Dumping physical memory to disk: 100
Physical memory dump complete.
Contact your sys admin or tech support group for further assistance.



Here is the Fixlog.txt:
Fix result of Farbar Recovery Scan Tool (FRST written by farbar) Version: 15-03-2012
Ran by SYSTEM at 2012-08-15 22:00:14 R:2
Running from I:\

==============================================


==== End of Fixlog ====




I did not get a generated MBRDUMP.txt file to attach for some reason.

Was the MBRFix64.exe copied to the USB drive? Please try again.

Enter the BIOS Setup Utility at startup. Browse to the SATA settings. If set to AHCI, change it to Compatible if available.

MBRFix64.exe is on the USB drive, but the MBRDUMP.txt did not generate again. Did I need to execute the MBRFix64 or should it have automatically created when I reran FRST64? I also went into my Setup SATA settings, and none of the drives showed AHCI next to them. Thanks again for your time.

MBRFix64.exe is on the USB drive, but the MBRDUMP.txt did not generate again. Did I need to execute the MBRFix64 or should it have automatically created when I reran FRST64? I also went into my Setup SATA settings, and none of the drives showed AHCI next to them. Thanks again for your time.

If MBRFix is next to FRST64, all you have to do is to run FRST64 and click on the Fix button. Post the report (FRST.txt)it will produce.

MBRFix64.exe is on the USB drive, but the MBRDUMP.txt did not generate again. Did I need to execute the MBRFix64 or should it have automatically created when I reran FRST64? I also went into my Setup SATA settings, and none of the drives showed AHCI next to them. Thanks again for your time.

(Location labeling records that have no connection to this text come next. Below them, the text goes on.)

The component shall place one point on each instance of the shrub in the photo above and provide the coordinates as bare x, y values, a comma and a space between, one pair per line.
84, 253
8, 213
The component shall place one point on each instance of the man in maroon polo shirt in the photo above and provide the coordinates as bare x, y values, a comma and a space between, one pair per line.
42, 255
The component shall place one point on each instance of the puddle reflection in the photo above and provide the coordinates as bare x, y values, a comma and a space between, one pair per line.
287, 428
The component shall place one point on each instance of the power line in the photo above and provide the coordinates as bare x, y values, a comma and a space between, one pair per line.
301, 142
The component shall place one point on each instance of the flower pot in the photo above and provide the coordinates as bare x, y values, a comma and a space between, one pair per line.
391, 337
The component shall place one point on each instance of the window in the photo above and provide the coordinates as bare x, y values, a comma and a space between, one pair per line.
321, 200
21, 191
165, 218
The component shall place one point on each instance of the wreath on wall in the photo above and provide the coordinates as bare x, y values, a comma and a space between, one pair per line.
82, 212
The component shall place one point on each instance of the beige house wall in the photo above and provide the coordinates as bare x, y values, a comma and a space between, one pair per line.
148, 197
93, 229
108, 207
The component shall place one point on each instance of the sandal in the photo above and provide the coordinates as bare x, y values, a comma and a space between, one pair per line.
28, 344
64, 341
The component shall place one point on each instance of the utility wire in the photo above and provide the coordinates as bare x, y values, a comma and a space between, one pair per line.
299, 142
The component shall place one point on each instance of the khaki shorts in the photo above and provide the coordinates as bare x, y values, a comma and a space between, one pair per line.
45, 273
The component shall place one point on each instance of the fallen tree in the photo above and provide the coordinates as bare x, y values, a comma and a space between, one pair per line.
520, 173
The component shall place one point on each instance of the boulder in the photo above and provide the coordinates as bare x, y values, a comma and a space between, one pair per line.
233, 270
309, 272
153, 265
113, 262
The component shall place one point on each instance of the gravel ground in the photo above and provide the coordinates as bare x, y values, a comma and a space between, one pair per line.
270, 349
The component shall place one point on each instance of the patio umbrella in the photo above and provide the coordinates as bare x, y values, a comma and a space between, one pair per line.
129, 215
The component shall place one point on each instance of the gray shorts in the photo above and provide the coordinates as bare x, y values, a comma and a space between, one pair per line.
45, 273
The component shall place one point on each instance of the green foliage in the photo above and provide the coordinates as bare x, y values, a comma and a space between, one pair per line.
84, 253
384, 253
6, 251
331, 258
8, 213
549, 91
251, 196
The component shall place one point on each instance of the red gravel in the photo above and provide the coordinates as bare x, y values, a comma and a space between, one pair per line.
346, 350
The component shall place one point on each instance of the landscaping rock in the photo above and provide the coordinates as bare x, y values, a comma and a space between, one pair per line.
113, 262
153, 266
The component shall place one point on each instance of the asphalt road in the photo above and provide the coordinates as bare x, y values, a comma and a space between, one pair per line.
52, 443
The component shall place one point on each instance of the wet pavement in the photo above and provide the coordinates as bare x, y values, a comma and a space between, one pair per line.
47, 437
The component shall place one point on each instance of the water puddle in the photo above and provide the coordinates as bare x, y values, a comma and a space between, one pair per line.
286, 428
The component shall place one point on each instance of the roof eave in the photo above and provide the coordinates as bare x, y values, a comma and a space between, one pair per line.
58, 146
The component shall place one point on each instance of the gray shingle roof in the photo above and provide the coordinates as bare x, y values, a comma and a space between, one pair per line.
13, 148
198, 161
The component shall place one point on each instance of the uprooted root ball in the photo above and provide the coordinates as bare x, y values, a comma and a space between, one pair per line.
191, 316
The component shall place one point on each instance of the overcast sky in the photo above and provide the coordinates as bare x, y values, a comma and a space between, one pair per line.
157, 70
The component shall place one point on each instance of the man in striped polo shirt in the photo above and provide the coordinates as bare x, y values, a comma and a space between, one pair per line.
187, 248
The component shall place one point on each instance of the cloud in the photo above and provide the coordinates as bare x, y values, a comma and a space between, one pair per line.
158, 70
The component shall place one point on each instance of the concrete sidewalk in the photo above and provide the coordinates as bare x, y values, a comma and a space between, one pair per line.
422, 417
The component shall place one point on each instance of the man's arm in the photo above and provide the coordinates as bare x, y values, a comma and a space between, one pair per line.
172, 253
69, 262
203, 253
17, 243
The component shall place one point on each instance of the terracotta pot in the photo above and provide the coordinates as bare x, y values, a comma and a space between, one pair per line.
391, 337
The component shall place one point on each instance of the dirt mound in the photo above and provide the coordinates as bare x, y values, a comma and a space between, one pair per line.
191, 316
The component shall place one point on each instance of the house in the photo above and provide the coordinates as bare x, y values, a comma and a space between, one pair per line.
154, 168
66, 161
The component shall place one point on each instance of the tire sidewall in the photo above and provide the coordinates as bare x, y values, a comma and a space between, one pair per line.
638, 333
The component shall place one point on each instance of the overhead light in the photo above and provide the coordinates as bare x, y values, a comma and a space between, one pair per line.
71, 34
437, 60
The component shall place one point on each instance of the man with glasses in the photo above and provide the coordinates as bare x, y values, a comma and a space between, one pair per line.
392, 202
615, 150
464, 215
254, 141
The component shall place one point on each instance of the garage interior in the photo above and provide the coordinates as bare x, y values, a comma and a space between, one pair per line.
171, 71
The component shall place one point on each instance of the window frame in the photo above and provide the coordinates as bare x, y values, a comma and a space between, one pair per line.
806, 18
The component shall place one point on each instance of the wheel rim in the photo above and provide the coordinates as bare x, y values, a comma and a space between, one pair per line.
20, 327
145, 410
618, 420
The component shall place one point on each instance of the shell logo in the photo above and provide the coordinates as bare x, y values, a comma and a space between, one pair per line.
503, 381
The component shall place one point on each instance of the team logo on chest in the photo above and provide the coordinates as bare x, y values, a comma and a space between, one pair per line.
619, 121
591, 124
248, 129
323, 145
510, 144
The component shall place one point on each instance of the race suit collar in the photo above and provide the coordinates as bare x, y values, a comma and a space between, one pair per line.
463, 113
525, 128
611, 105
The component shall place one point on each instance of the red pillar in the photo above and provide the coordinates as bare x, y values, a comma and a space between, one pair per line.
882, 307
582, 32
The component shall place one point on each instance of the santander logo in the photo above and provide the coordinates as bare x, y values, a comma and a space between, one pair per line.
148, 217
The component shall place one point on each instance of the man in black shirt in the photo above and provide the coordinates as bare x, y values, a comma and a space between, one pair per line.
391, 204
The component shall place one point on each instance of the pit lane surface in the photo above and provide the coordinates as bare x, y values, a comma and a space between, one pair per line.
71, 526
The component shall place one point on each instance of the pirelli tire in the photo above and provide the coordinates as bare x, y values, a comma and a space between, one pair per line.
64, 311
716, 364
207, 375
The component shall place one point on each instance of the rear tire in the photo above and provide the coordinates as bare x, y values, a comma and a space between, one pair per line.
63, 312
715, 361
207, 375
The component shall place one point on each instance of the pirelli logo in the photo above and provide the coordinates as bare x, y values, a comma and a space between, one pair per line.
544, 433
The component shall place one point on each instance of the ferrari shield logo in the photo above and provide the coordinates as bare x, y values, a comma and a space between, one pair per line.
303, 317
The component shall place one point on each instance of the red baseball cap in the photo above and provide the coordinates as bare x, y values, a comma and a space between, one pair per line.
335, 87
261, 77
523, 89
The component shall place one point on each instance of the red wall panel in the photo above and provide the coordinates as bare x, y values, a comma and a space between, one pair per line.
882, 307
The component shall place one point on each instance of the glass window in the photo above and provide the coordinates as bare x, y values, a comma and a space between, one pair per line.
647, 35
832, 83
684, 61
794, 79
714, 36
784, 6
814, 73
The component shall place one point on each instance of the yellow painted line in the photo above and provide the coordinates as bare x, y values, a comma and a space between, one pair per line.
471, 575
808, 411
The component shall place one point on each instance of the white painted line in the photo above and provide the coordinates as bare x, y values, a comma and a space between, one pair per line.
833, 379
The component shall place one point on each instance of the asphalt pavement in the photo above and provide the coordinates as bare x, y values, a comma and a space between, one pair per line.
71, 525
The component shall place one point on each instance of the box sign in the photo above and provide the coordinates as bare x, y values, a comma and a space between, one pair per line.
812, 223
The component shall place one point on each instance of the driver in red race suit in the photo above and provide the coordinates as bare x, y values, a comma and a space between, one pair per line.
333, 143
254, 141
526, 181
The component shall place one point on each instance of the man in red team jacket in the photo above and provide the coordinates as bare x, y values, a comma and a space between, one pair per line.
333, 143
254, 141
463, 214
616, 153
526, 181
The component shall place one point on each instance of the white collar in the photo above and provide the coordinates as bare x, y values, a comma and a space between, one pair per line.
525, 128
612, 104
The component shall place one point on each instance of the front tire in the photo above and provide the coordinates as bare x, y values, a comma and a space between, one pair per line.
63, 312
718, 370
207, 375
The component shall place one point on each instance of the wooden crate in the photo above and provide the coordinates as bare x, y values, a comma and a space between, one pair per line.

If MBRFix is next to FRST64, all you have to do is to run FRST64 and click on the Fix button. Post the report (FRST.txt)it will produce.

Got it to work for some reason this time. Thanks for being patient

Here is the converted hex file from the MBRDUMP.txt

Do not copy and paste its contents. Rather attach the file to your reply as it is a hex file.

Here is what generated. Hope this helps.  MBRDUMP.txt   512bytes   5 downloads

Download the enclosed file  fixlist.txt   65bytes   8 downloads

Save it in the USB drive next to FRST, overwriting the existing one.

Insert the USB drive into the ailing computer.

Now please enter System Recovery Options and run FRST64 as you did before, except that this time around, press the Fix button just once and wait.

The tool will make a log in the flashdrive (Fixlog.txt). Copy and Paste the contents of the Fixlog.txt in your next reply.

BTW, if successful, a file will be copied to the flash drive (MEMORY.DMP). Zip and attach the file to your reply.